Ela levantou as sobrancelhas e parou de mexer com os peixes para olhar para mim.

— O que foi?

— Sabe onde está aquele velho facão?

— Por Deus, para que quer isso?

— Só estava pensando em pegar alguns cocos na praia e trazer para cá. Nossa água potável está acabando e pode ajudar até subirmos na montanha para coletar da nascente.

— Vai acabar se machucando.

— Eu consigo, mãe.

— Por que não pede ajuda ao...

— Mãe. — Interrompi-a.

Ela realmente esperava que eu me aproximasse de um dos homens e o escolhesse como marido, mas eu não estava disposta.

— Tem mais mulheres do que homens na ilha...

— É claro, eles morrem no mar — resmunguei e engoli em seco logo em seguida, pensando que o mesmo poderia ter acontecido com o meu pai.

— As outras moças vão ficar com os melhores e você...

— Estou bem, mãe. — Bufei.

— Você e a Rhea colocaram isso na cabeça?

Só fiz que não. Minha melhor amiga só tinha o pai e queria cuidar dele, não estava preocupada em encontrar um homem dentre os disponíveis na ilha. Ainda tinha o homem da praia, que por mais que ela houvesse parado de falar, eu sabia que ainda mantinha uma paixonite. Um cara que o pai dela havia salvado, um bilionário que provavelmente nunca mais apareceria naquele fim de mundo.

Ao menos teríamos uma à outra e isso era bom.

— Saulo! — Minha mãe deu um grito e eu olhei para a porta vendo o meu pai aparecer quase como se fosse uma miragem.

Ele estava mais bronzeado do que eu me recordava, mas a expressão era cansada e abatida, quase como se houvesse se arrastado até ali.

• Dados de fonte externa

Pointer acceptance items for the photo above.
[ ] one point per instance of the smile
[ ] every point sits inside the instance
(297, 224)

Minha mãe foi em sua direção e o abraçou.

— Como foi a pesca?

— Eu trouxe dinheiro e comida. Vocês poderão comprar roupas novas e até mesmo carne vermelha...

— Já conseguiu vender todos os peixes, pai? — perguntei com um ar surpreso. Costumava levar um tempo para que ele conseguisse fazer isso e a falta de empolgação nos seus olhos também me deixava desconfiada.

Eu nunca tinha saído daquela pequena ilha de pescadores, possuía apenas educação básica, mas a minha mãe dizia que eu era inteligente e conseguia pegar as coisas no ar. Se havia algo que os meus instintos estavam me indicando era que tinha alguma coisa muito errada com o meu pai.

— Não fui pescar.

— Então como conseguiu o dinheiro? — Foi a vez da minha mãe ficar desconfiada.

— Eu... — Ele engoliu em seco. — Consegui um trabalho transportando um material para uma empresa. Vão me pagar um valor fixo e teremos uma vida bem melhor, eu prometo.